Like his main character, Makine crosses worlds, making his life (in Paris) far from the culture of his upbringing (in Siberia), and writing in French. His fiction attempts to reconcile the two places, exploring the powers and vagaries of memory. He returns again and again to the question of how an individual can deal with the past while also trying to carve out a life in the present. This is the narrator's struggle in his earlier, plainly autobiographical novel Le Testament francais (1995), which won the Prix Goncourt. In it, a Russian emigre to France recalls the fantastic stories of Paris told by his grandmother, while at the same time chronicling the ugly realities of life during the Russian Revolution and two world wars. Through recollecting his grandmother's journey from France to Russia, the narrator tries to define his own place between the two countries. Memories are the scaffolding on which Makine builds his stories; they haunt the inner lives of his characters.
His protagonists are often presented at an angle, seen in short glimpses, and constructed through fragmentary recollections. Human Love is told by an unnamed writer and revolutionary, who meets Elias in a Congolese jail in the 1970s, and encounters him at intervals over the next twenty years. The novel's scope is panoramic, even fora writer of Makine's ambition. He handles the complex narrative deftly, skipping backwards and forwards in time, crossing and re-crossing oceans, but always remaining focused on one compelling character. In the fluid translation of Geoffrey Strachan, Makine's prose is never less than lyrical; the I narrator's voice neatly balances ironic detachment and passionate belief.

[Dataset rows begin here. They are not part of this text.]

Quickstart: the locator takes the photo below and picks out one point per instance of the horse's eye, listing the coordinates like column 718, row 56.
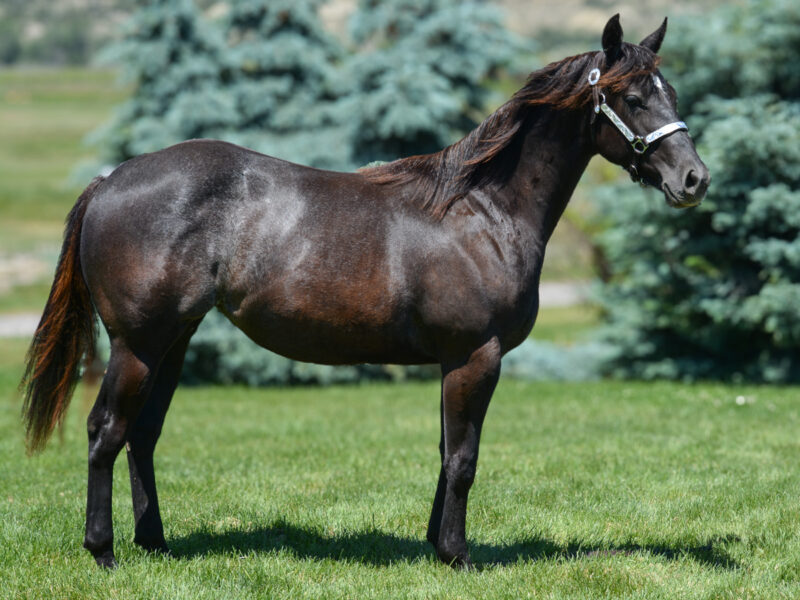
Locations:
column 634, row 101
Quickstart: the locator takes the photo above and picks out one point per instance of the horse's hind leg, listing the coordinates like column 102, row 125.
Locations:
column 466, row 392
column 125, row 388
column 141, row 442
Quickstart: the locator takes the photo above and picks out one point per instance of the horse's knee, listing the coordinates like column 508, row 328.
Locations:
column 460, row 470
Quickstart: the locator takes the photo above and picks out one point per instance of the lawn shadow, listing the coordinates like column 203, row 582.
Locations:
column 378, row 548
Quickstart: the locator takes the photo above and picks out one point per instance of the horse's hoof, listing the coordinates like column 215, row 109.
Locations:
column 457, row 560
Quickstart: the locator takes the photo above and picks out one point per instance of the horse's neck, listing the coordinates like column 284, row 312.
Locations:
column 555, row 152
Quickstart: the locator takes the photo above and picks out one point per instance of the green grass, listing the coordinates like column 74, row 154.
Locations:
column 606, row 490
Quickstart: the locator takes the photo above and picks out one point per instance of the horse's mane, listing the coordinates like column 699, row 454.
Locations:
column 441, row 179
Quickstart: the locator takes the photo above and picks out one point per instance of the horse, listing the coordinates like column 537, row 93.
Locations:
column 427, row 259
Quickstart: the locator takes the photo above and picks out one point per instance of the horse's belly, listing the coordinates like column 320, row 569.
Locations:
column 328, row 327
column 332, row 343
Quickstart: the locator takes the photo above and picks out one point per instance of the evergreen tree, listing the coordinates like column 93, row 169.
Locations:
column 175, row 63
column 714, row 291
column 285, row 80
column 418, row 81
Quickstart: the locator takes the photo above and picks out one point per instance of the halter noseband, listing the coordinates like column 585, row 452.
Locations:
column 638, row 143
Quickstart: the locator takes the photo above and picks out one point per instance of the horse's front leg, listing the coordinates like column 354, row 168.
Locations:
column 466, row 391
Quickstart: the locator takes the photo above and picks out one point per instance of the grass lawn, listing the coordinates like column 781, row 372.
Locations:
column 605, row 490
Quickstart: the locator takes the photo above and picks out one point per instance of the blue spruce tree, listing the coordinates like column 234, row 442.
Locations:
column 175, row 63
column 418, row 81
column 285, row 80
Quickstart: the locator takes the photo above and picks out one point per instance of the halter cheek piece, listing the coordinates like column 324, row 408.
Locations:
column 638, row 143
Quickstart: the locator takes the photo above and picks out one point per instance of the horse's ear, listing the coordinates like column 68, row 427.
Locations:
column 653, row 41
column 612, row 39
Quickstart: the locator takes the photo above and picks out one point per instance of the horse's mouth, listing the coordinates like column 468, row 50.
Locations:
column 679, row 200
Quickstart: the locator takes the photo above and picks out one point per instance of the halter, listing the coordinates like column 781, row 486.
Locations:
column 638, row 143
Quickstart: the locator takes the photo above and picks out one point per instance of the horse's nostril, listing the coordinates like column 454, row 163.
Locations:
column 691, row 181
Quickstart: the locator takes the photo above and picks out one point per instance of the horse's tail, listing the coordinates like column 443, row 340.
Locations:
column 66, row 332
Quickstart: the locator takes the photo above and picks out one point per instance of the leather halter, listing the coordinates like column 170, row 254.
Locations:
column 639, row 143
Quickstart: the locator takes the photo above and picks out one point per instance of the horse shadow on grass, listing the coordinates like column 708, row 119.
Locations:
column 378, row 548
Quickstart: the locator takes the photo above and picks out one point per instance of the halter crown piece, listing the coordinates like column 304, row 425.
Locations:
column 638, row 143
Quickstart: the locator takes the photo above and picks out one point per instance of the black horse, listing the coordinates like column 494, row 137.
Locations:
column 428, row 259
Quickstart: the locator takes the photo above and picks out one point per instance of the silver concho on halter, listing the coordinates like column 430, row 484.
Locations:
column 638, row 143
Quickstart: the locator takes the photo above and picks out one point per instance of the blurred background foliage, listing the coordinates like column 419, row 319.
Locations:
column 703, row 293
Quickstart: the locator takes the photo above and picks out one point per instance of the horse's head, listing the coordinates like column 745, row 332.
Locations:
column 636, row 123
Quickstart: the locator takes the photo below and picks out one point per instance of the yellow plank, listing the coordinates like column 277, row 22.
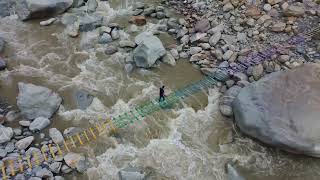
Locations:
column 20, row 163
column 72, row 141
column 36, row 157
column 66, row 146
column 86, row 135
column 29, row 162
column 59, row 149
column 44, row 154
column 4, row 176
column 79, row 138
column 52, row 152
column 93, row 135
column 13, row 173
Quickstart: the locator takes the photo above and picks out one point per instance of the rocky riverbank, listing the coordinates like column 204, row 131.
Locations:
column 212, row 35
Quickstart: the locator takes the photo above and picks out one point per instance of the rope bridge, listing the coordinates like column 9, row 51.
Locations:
column 12, row 165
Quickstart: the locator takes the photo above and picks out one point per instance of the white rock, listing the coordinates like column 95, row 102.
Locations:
column 47, row 22
column 56, row 135
column 24, row 143
column 39, row 124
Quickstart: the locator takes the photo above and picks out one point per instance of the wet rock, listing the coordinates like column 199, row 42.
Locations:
column 202, row 26
column 149, row 50
column 47, row 22
column 127, row 43
column 83, row 99
column 6, row 133
column 24, row 143
column 228, row 7
column 115, row 34
column 257, row 72
column 132, row 174
column 56, row 135
column 2, row 44
column 139, row 20
column 3, row 64
column 294, row 10
column 37, row 101
column 233, row 173
column 76, row 161
column 89, row 22
column 110, row 50
column 39, row 123
column 55, row 167
column 278, row 27
column 44, row 173
column 277, row 110
column 128, row 68
column 65, row 169
column 225, row 102
column 105, row 39
column 169, row 59
column 30, row 9
column 12, row 116
column 92, row 6
column 25, row 123
column 214, row 39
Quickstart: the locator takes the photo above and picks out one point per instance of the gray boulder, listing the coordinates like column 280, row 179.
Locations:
column 24, row 143
column 6, row 134
column 56, row 135
column 30, row 9
column 282, row 110
column 149, row 50
column 37, row 101
column 39, row 123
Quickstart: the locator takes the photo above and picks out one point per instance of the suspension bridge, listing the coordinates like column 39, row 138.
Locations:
column 19, row 164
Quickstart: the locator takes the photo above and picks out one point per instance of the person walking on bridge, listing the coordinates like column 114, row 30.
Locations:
column 161, row 94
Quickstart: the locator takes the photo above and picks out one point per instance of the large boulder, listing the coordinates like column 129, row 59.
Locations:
column 149, row 50
column 36, row 101
column 6, row 134
column 282, row 110
column 29, row 9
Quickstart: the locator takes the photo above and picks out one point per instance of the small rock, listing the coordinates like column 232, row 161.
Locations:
column 44, row 173
column 25, row 123
column 227, row 55
column 128, row 68
column 105, row 38
column 47, row 22
column 115, row 34
column 278, row 27
column 127, row 43
column 139, row 20
column 76, row 161
column 215, row 38
column 55, row 167
column 56, row 135
column 110, row 50
column 294, row 10
column 228, row 7
column 194, row 50
column 202, row 26
column 24, row 143
column 169, row 59
column 267, row 7
column 6, row 133
column 39, row 124
column 65, row 169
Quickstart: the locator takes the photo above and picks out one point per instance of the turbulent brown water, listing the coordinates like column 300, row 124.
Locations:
column 192, row 141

The love story at the heart of Human Love, however, feels tired. The clash of love and historical events, a typical Makine theme, here seems obligatory. The description of the time Elias and Anna spend together is too thin to counterbalance a numbing succession of brutal scenes, and even these seem stereotyped, building on familiar cliches of African politics. Makine's gift is to illuminate an individual character through the delicate play of memory and experience. Here, the weight of historical events proves too great for consciousness ever to transcend them.